Tyson Foods begins vaccinating workers, but struggles to find doses

Looking to access Covid vaccines, big business like Tyson Foods have nothing better than many Americans. The tight supply leaves them mostly waiting.

The meat processing company has received its largest vaccine allocation this week and is making vaccines for workers at its Missouri, Illinois and Virginia plants. But they are only 1,000 doses in the three states.

Executives say this month they have obtained 25 to 50 doses at a time to inoculate occupational health personnel and workers over 65

“We don’t rule out any chance of getting the vaccine for our team members,” said Tom Brower, Tyson’s senior vice president of health and safety.

However, opportunities have been limited. With 120,000 workers spread across two dozen states, the company has not been able to access supplies close enough to have large-scale vaccination clinics.

“We come to these jurisdictions by asking, you know, 1,000 or 1,500 doses,” said Dr. Daniel Castillo, chief physician at Matrix Medical Network, Tyson’s occupational health provider that has performed on-site testing. the butcher.

Even in states that now offer access to the inoculation of essential workers, the uncertainty of vaccine supply leaves big employers hanging; local health departments cannot provide them with a timeline for when they will have access.

“They don’t know, going in sometimes how much they’re going to have to really allocate to us. And so that’s part of the challenge: not having that line of sight,” Castillo said.
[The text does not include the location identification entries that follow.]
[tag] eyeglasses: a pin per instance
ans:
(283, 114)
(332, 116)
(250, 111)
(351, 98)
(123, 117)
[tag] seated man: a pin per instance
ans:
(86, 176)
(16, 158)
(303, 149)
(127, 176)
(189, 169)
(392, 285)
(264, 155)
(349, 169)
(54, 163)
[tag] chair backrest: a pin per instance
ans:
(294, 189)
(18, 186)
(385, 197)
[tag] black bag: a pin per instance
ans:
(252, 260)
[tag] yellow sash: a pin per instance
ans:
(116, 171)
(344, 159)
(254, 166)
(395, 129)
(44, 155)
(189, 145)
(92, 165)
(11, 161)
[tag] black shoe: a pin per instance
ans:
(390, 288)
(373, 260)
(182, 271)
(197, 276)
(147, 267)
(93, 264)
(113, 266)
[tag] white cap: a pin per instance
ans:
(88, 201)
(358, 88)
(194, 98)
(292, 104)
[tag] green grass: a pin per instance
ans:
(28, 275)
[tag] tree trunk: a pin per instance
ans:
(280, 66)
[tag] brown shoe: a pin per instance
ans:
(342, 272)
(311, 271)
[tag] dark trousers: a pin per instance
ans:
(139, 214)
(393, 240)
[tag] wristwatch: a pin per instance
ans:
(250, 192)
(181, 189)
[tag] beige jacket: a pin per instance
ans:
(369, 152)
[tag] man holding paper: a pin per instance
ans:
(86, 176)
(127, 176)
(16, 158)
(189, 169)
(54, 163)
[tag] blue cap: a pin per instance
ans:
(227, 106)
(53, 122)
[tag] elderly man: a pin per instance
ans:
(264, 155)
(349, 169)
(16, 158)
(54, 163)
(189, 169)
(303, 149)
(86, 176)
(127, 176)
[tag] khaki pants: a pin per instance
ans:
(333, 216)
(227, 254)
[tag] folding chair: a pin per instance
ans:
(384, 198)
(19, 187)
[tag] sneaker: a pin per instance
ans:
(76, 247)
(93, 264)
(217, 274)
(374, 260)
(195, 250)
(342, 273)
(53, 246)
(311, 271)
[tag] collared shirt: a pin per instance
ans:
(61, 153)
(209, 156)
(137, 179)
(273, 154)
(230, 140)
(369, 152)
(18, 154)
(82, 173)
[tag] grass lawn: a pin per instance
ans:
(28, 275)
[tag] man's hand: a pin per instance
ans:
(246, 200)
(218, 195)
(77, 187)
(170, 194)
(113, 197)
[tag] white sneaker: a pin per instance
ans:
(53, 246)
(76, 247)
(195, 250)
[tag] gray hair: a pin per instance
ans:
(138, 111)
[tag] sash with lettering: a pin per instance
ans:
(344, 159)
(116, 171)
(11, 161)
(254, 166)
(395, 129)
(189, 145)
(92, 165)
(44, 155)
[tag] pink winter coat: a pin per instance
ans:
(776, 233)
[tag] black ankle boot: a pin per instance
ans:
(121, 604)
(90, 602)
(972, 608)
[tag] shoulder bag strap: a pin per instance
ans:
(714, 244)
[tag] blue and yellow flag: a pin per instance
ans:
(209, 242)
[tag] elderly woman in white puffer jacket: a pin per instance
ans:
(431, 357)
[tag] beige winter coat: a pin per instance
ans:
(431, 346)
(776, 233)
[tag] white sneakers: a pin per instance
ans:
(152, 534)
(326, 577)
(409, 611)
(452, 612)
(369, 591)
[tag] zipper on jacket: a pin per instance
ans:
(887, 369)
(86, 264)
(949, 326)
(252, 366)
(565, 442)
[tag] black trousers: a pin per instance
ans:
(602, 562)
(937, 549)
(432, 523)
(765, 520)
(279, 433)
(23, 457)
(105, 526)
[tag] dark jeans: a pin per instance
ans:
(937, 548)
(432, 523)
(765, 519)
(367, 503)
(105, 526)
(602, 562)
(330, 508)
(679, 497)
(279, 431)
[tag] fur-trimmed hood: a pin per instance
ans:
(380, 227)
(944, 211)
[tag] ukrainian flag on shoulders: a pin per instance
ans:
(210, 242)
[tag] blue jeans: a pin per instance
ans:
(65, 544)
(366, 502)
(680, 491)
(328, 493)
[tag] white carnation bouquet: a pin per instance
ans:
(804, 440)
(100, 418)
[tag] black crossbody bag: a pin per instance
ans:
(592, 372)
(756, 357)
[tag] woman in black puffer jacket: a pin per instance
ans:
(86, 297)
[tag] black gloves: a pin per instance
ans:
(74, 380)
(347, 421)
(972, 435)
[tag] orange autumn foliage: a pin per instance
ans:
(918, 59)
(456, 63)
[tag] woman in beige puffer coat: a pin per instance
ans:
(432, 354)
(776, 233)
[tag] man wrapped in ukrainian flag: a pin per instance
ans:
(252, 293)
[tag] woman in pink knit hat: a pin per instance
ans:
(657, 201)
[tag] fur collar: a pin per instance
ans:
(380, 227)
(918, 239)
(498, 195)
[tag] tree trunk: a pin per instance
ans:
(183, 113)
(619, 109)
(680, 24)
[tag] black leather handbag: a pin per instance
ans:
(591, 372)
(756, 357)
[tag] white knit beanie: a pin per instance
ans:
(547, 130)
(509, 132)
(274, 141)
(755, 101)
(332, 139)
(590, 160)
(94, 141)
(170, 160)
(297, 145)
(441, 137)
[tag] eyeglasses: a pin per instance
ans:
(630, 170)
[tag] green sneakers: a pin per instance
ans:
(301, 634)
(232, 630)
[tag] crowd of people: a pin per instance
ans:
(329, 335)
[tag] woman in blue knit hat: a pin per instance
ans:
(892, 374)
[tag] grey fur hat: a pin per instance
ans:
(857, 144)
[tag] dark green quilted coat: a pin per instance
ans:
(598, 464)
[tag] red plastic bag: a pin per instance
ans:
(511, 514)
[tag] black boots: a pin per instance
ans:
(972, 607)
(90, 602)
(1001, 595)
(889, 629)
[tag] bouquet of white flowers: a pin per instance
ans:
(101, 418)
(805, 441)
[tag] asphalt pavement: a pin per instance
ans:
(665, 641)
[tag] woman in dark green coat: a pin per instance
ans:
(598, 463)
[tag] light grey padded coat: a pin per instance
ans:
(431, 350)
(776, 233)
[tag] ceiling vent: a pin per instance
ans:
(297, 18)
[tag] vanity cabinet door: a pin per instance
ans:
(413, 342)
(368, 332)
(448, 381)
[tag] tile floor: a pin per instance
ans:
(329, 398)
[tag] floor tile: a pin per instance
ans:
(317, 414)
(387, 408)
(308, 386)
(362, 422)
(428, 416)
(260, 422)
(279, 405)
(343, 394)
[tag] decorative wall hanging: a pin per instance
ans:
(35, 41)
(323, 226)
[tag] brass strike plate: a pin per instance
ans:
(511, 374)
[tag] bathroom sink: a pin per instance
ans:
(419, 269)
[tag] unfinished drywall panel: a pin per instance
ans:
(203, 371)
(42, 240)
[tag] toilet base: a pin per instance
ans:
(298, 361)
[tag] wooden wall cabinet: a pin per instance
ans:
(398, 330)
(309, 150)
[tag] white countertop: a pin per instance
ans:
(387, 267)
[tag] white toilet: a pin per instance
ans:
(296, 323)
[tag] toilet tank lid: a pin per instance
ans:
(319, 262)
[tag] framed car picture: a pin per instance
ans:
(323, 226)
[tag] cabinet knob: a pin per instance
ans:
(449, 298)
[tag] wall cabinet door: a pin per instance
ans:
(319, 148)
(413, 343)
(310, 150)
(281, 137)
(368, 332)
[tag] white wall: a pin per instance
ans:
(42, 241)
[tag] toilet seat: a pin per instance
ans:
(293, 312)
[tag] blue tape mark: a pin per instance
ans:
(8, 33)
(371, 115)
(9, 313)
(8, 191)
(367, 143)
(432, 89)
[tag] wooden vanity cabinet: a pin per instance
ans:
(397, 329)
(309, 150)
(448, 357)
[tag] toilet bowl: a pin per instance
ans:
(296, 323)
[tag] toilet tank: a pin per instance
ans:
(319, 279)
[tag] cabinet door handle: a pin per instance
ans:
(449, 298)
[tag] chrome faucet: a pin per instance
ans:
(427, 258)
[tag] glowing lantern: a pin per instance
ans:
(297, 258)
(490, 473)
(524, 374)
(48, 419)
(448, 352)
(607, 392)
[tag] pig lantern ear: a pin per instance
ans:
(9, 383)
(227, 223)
Tyson and rival rival JBS and Smithfield Foods have been the target of widespread outbreaks of Covid at its facilities at the start of the pandemic. At the Tyson Pork Processing Plant in Iowa, managers were fired after an investigation found they had bet on how many workers would get sick. Congress has launched an investigation into sausage safety slip. Tyson and the other companies are collaborating with the probe.

Since the beginning of the pandemic, more than 12,500 Tyson workers have been infected with the coronavirus, according to the Food & Environment Reporting Network. Tyson will not confirm the figures, but says the Covid-19 protocols they have undertaken have kept workers safe.

The company has worked with Matrix Medical to provide in situ testing to contain possible outbreaks and has instituted safety measures such as plastic partitions to reduce potential exposure to production lines. Over the past year, they have also expanded on-site health clinics and launched a pilot program to provide free primary care services as part of a long-term initiative to improve the overall health of workers.

While several companies offer cash bonuses to encourage workers to get the vaccine, Tyson has opted for persuasion, through an educational campaign to combat the hesitation of its workers, mostly Latinos and African Americans.

“We didn’t want to take the vaccine application approach. We want to help team members make well-informed decisions about their own health care and safety,” Brower said.

He’s not the only big businessman coming out empty in the competition to track vaccine doses. Amazon, Walmart and others are pressuring federal and state officials to facilitate access to vaccines in the workplace and even contact vaccine manufacturers to supply them, with little success so far.

“If every avenue leads to the same place, which is a scarce vaccine, no matter the avenue, it will be a challenge,” Castillo said.

Companies don’t want to be seen trying to jump the line; they argue that they can remove system pressure for people by vaccinating their large employee populations. Meanwhile, Tyson now gives his workers four hours of rest to receive a vaccine elsewhere, if they can get an appointment.